Chipping in with their two-pence worth this week will be Johnny Vegas, Ulrika Jonsson, Jodie Kidd (not known for her rapid-fire humour, but she may surprise us) and Jack Whitehall, who'll be secretly hoping that the nation will be talking of nothing other than what a shame it is he won't be hosting Big Brother's Big Mouth this year.

The Mirror, 5th June 2009

Shooting Stars 'back in autumn'

Surreal comedy quiz show Shooting Stars will return to the BBC this autumn, according to its stars Vic Reeves and Matt Lucas.
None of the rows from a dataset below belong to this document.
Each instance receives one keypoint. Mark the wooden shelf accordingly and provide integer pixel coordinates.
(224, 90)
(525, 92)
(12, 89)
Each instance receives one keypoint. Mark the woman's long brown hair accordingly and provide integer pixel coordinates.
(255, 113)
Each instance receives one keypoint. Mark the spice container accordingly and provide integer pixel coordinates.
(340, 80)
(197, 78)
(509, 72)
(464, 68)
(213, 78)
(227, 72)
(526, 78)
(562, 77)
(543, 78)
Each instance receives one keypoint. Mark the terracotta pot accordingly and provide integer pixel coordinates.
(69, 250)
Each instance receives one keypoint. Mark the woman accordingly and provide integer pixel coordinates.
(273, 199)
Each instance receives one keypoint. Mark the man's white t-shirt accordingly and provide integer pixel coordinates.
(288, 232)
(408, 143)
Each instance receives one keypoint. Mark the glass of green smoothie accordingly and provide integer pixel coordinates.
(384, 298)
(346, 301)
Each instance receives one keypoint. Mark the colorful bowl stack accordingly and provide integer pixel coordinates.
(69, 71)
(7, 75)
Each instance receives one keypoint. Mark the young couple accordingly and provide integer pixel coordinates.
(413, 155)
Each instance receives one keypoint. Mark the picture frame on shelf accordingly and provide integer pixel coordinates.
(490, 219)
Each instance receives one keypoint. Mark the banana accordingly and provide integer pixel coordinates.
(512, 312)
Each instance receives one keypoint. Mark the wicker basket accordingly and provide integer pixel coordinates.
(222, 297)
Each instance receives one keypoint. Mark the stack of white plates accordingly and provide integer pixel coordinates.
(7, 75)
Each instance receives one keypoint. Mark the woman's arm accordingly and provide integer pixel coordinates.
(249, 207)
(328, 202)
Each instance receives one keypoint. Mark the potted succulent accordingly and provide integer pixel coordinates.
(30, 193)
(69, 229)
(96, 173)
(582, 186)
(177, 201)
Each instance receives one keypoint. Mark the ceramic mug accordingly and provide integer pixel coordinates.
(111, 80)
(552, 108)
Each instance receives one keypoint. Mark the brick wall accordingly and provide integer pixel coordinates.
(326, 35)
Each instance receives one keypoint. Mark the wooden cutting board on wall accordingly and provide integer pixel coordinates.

Reeves, 50 - real name Jim Moir - told the Daily Express the show would return with Ulrika Jonsson and Jack Dee as team hosts.

BBC, 3rd April 2009

You know just what you're getting with Does the Team Think..., Radio 2's quiz game - Bob Mortimer and Ulrika Jonsson are panellists, and it's all held together by host Vic Reeves's surreal whimsy, so it's basically Shooting Stars remade for the airwaves. Not that this means it's unsuccessful - its half-hour of panellists fielding unlikely questions from the studio audience passes in congenial fashion, with the fact that its participants are old friends making things very cosy (in a good way). Jonsson comes in for lots of flak from her pals - after she confessed to a horror of reading instruction manuals, Reeves chipped in: "Couldn't you get a man round to do it? And then marry him?", but she was more than equal to the task of sending herself up. Asked if she uses slaves in her house, she suggested, "My husbands?"